Based in Ghent (Flanders), Agomab develops medicine to stop organ damage caused by fibrosis: the formation of scar tissue by chronic inflammation. Previous rounds included pharma giants Pfizer and Boehringer Ingelheim, among others. This time, the deal is driven by Fidelity, one of the world’s largest investment funds.
“You don't close a deal like that overnight; it’s the result of years of maintaining close contact,” says Agomab CEO Tim Knotnerus. EQT Life Sciences, the largest biotech financier in Europe, is also taking part in the financing round, as is KKR, a major reference in the private equity world.
Investors are mainly attracted by the promising science behind Agomab. Fibrosis is a medical field that’s relatively unexplored by pharma companies. The most advanced project is the search for a medicine to treat intestinal fibrosis in patients with Crohn’s disease. Agomab successfully concluded an initial study with healthy volunteers. It is now in full preparation for a phase 2 study, treating 36 patients.
While the study results will determine the company’s future, the American Food & Drug Administration has decided to give Agomab a pre-approval fast-track pass. This is a clear indicator of the high medical need. Half of all patients with Crohn's, a chronic inflammatory bowel disease, develop fibrosis to some degree, which causes the small intestine to narrow at the end.
Agomab is confident its medicine can stop the fibrosis process. “This has been tried – in vain – by several pharmaceutical companies. There were always too many side effects. Our medicine is introduced into the intestines in pill form. Using a chemical trick, the active ingredient doesn’t enter the bloodstream, avoiding side effects elsewhere in the body.” Agomab will also apply this approach to pulmonary fibrosis, a deadly condition that affects 50,000 new patients worldwide each year.

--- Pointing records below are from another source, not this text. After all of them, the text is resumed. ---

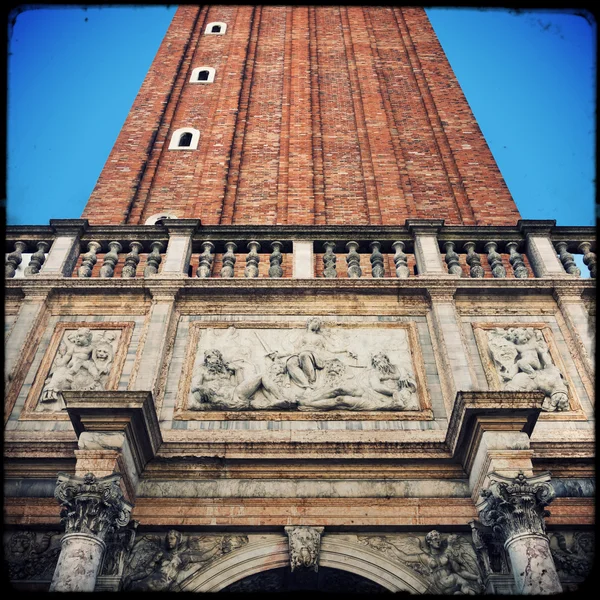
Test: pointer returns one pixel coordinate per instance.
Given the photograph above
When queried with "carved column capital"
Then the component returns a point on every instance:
(514, 507)
(305, 545)
(91, 505)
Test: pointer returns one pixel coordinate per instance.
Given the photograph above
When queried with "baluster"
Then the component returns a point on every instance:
(276, 259)
(207, 258)
(516, 261)
(13, 260)
(154, 259)
(473, 260)
(38, 258)
(402, 270)
(589, 258)
(567, 259)
(353, 260)
(329, 260)
(111, 258)
(495, 260)
(228, 259)
(89, 259)
(377, 268)
(252, 259)
(132, 260)
(452, 260)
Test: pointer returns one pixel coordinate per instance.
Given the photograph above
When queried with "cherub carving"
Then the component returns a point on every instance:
(158, 565)
(523, 361)
(83, 362)
(450, 563)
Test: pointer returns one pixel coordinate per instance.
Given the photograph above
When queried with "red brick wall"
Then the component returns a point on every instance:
(317, 115)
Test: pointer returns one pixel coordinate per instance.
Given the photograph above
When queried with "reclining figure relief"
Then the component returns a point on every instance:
(313, 371)
(523, 362)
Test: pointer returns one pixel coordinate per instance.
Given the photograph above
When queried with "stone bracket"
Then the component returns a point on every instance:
(475, 413)
(129, 416)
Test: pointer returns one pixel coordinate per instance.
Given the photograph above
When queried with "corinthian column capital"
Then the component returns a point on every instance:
(516, 506)
(91, 505)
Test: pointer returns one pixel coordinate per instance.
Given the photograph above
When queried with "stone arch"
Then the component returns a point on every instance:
(272, 553)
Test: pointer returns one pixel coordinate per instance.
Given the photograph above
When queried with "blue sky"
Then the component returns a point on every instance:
(74, 73)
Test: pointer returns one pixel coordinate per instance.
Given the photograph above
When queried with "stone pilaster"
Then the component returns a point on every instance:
(179, 248)
(515, 510)
(427, 251)
(91, 509)
(65, 248)
(446, 327)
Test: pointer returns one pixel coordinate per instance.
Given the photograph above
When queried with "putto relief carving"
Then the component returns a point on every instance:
(81, 357)
(522, 360)
(448, 563)
(309, 369)
(31, 555)
(305, 546)
(160, 563)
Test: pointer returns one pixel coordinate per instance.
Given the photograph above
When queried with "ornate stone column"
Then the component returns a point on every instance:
(515, 509)
(91, 508)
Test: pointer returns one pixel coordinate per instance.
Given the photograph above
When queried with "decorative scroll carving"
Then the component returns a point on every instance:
(574, 559)
(377, 269)
(206, 260)
(329, 260)
(449, 563)
(91, 505)
(313, 370)
(495, 260)
(31, 555)
(305, 545)
(159, 564)
(452, 260)
(515, 507)
(132, 260)
(523, 362)
(275, 259)
(89, 259)
(111, 259)
(402, 271)
(353, 260)
(38, 258)
(83, 362)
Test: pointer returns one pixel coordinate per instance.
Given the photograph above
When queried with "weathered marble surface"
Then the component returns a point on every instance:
(315, 369)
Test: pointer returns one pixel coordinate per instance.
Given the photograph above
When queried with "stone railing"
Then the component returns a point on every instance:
(184, 248)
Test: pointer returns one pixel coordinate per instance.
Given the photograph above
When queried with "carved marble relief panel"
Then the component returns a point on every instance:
(524, 357)
(80, 356)
(307, 367)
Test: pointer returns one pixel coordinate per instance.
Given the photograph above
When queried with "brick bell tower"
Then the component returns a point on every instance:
(301, 116)
(300, 338)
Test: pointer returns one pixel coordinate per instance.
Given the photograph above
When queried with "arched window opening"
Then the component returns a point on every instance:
(185, 140)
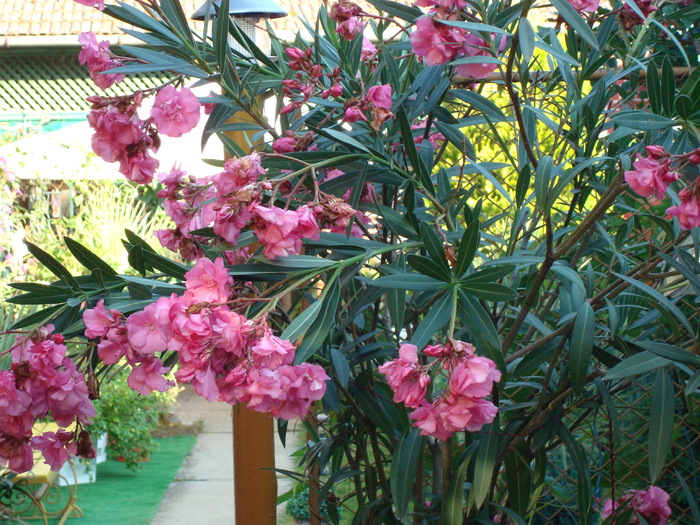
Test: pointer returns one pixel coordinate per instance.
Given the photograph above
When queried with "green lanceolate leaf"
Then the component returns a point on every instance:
(670, 352)
(53, 265)
(484, 463)
(404, 467)
(642, 120)
(636, 365)
(519, 478)
(660, 423)
(433, 245)
(493, 292)
(407, 281)
(543, 177)
(661, 299)
(437, 317)
(453, 506)
(693, 384)
(583, 476)
(324, 322)
(576, 21)
(581, 346)
(467, 249)
(87, 258)
(302, 322)
(481, 328)
(428, 267)
(341, 366)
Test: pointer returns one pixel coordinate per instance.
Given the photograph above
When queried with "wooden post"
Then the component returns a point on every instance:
(255, 483)
(254, 450)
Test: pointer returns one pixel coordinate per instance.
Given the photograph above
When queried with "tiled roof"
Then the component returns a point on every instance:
(62, 18)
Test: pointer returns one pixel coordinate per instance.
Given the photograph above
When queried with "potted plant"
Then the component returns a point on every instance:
(128, 419)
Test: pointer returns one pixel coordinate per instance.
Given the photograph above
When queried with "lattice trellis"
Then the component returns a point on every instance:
(56, 83)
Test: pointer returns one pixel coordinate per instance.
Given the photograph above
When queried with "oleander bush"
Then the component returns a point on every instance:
(463, 248)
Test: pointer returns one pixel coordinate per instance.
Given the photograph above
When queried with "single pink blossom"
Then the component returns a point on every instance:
(369, 50)
(175, 112)
(350, 28)
(149, 330)
(98, 321)
(147, 376)
(688, 211)
(380, 96)
(208, 282)
(98, 59)
(585, 6)
(272, 352)
(353, 114)
(650, 177)
(56, 447)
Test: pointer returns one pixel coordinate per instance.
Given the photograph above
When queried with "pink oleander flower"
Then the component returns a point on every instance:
(147, 376)
(688, 211)
(380, 96)
(272, 352)
(652, 505)
(208, 282)
(238, 173)
(427, 418)
(350, 28)
(651, 176)
(98, 59)
(406, 378)
(56, 447)
(15, 453)
(149, 330)
(99, 4)
(121, 136)
(450, 4)
(630, 19)
(68, 397)
(273, 226)
(585, 6)
(436, 43)
(343, 10)
(303, 384)
(114, 346)
(369, 50)
(474, 377)
(175, 112)
(477, 47)
(284, 145)
(98, 321)
(353, 114)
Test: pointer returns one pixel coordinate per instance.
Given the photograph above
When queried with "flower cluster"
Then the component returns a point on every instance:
(377, 102)
(308, 80)
(122, 136)
(225, 356)
(461, 406)
(585, 6)
(652, 175)
(42, 382)
(230, 201)
(439, 43)
(347, 17)
(651, 504)
(98, 59)
(630, 19)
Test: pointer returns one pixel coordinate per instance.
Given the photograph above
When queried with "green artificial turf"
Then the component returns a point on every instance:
(122, 497)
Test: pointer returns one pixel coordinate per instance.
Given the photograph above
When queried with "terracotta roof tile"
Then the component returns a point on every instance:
(20, 18)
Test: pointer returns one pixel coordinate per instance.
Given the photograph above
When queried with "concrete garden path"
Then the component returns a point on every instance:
(202, 491)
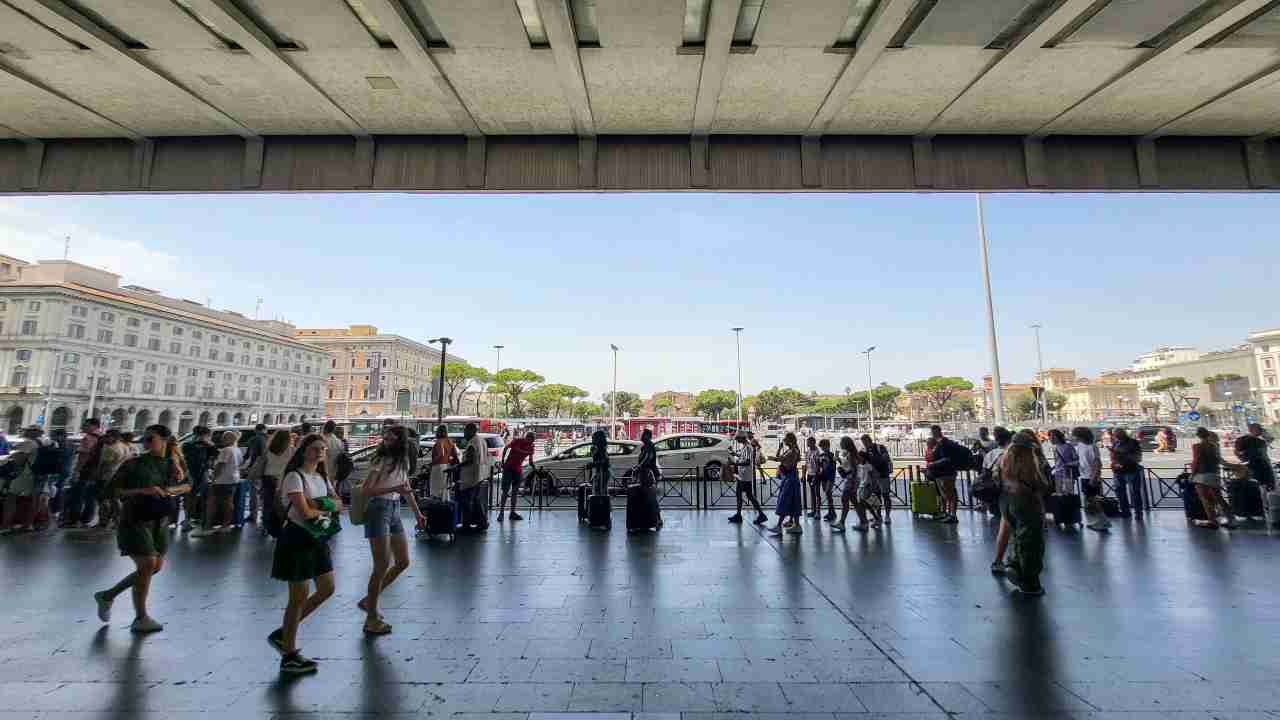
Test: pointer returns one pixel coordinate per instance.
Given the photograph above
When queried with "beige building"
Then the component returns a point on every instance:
(1101, 401)
(366, 369)
(76, 343)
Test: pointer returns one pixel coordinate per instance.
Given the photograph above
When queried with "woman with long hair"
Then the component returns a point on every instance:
(302, 551)
(789, 493)
(1207, 481)
(1024, 486)
(384, 487)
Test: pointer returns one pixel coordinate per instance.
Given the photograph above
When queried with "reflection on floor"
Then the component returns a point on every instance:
(547, 616)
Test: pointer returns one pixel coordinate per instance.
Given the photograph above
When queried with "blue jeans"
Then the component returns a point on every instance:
(1127, 482)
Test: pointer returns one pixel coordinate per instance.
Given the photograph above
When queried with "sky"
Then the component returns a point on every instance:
(813, 278)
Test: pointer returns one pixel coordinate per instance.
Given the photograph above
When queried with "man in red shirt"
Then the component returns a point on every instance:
(512, 470)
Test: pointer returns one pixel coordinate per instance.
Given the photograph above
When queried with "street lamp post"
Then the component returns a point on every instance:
(498, 349)
(737, 340)
(613, 396)
(439, 406)
(1040, 363)
(871, 400)
(997, 395)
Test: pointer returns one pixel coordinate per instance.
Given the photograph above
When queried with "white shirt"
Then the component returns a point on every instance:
(228, 460)
(1088, 455)
(310, 484)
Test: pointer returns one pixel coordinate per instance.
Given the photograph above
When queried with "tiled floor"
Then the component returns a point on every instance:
(704, 619)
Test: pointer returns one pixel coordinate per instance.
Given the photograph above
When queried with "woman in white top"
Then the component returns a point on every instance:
(300, 556)
(385, 484)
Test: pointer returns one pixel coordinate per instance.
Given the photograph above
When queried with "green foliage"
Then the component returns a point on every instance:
(714, 402)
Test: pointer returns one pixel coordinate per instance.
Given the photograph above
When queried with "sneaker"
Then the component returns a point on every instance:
(104, 606)
(146, 624)
(277, 639)
(297, 665)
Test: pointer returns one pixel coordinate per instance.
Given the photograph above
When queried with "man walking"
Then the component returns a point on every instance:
(513, 472)
(1127, 465)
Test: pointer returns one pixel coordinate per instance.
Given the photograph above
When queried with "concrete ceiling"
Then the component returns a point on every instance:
(152, 69)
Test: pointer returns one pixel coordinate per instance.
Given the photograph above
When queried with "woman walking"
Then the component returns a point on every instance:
(146, 487)
(1024, 487)
(1207, 481)
(302, 552)
(789, 493)
(384, 487)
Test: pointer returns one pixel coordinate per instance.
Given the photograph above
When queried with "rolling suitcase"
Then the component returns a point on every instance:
(584, 491)
(1246, 499)
(1066, 509)
(439, 518)
(599, 511)
(924, 499)
(641, 507)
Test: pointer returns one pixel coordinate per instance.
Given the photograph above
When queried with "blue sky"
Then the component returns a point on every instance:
(814, 278)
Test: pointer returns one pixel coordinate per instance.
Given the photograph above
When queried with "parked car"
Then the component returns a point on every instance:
(1146, 436)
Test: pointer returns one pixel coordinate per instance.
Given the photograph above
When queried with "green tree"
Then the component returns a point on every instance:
(458, 378)
(776, 402)
(513, 383)
(1174, 387)
(627, 402)
(713, 402)
(938, 390)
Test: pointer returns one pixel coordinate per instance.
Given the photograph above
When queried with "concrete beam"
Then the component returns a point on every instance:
(711, 80)
(414, 46)
(890, 16)
(1156, 62)
(71, 23)
(248, 36)
(568, 64)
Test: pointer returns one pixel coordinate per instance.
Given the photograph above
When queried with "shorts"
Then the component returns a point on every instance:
(511, 478)
(298, 556)
(147, 540)
(382, 518)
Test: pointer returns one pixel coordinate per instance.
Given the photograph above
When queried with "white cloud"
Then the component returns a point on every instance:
(30, 235)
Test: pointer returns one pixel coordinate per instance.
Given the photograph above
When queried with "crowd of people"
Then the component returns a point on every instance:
(289, 483)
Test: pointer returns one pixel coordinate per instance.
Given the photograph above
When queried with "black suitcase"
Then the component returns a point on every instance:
(439, 518)
(1246, 499)
(641, 507)
(1192, 506)
(599, 511)
(1066, 509)
(583, 492)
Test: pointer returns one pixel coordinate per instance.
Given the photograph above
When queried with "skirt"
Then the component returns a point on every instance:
(298, 556)
(789, 496)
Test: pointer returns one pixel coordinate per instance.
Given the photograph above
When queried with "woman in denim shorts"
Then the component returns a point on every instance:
(387, 483)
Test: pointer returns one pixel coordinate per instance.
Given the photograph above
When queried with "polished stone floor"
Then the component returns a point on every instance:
(703, 619)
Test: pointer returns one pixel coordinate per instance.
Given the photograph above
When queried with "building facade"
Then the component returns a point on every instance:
(74, 342)
(366, 369)
(1266, 361)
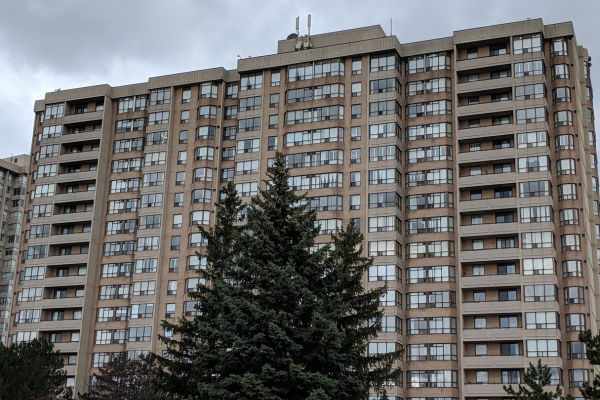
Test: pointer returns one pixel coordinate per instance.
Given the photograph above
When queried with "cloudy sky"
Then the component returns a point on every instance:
(66, 44)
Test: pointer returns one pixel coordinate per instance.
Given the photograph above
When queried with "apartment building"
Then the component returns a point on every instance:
(13, 180)
(469, 163)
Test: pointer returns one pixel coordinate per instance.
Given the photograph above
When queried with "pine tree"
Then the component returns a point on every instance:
(31, 371)
(536, 378)
(592, 344)
(277, 319)
(122, 378)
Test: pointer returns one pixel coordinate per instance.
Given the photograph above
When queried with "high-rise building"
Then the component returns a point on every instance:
(13, 181)
(469, 163)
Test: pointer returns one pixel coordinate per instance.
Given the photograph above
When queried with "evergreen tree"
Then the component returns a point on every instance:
(592, 344)
(278, 319)
(122, 378)
(536, 378)
(30, 371)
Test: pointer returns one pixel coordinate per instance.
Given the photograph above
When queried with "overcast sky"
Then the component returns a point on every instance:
(67, 44)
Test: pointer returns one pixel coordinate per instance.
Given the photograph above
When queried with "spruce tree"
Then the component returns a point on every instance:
(535, 378)
(592, 344)
(122, 378)
(278, 318)
(31, 371)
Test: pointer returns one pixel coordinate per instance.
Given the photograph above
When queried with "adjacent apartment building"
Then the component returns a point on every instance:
(469, 163)
(13, 187)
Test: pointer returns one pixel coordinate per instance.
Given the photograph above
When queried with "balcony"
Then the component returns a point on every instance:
(76, 177)
(495, 107)
(67, 347)
(471, 389)
(66, 324)
(64, 260)
(491, 255)
(75, 197)
(501, 203)
(477, 181)
(484, 62)
(487, 307)
(489, 229)
(72, 217)
(477, 282)
(487, 156)
(64, 302)
(79, 157)
(69, 239)
(495, 362)
(84, 117)
(487, 84)
(476, 335)
(63, 281)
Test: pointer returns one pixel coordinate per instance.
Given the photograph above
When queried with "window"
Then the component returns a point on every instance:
(274, 100)
(534, 189)
(527, 44)
(140, 334)
(207, 112)
(527, 92)
(414, 110)
(429, 62)
(356, 66)
(430, 249)
(543, 348)
(509, 322)
(507, 295)
(574, 295)
(528, 68)
(540, 293)
(247, 104)
(430, 131)
(431, 200)
(232, 91)
(383, 62)
(575, 322)
(538, 266)
(428, 86)
(422, 154)
(157, 118)
(572, 268)
(560, 71)
(531, 115)
(247, 189)
(208, 90)
(251, 81)
(430, 177)
(386, 199)
(541, 320)
(249, 124)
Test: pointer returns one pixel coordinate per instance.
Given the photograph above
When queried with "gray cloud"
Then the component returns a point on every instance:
(67, 44)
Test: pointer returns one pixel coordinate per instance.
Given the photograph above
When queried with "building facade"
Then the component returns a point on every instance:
(469, 163)
(13, 181)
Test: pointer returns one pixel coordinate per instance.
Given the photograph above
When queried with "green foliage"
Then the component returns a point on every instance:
(276, 320)
(592, 344)
(535, 378)
(30, 371)
(122, 378)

Stopping the fibrosis process would already be a big step forward, but Agomab is aiming even higher. In the first patient study, Knotnerus also hopes to get an indication of whether the drug can repair organ damage. “That’s the holy grail,” he says. “Not everyone is convinced that it can, including some investors. We’ll have to wait and see. There is a risk involved in these investments, for sure. What we are trying to achieve is not incremental innovation, but breakthrough science.”
One of the potential Agomab drugs was developed using technology from Argenx, another successful Flanders-based biotech firm. Other research programs were brought in through Agomab’s acquisition of Origo Biopharma (Spain) several years ago.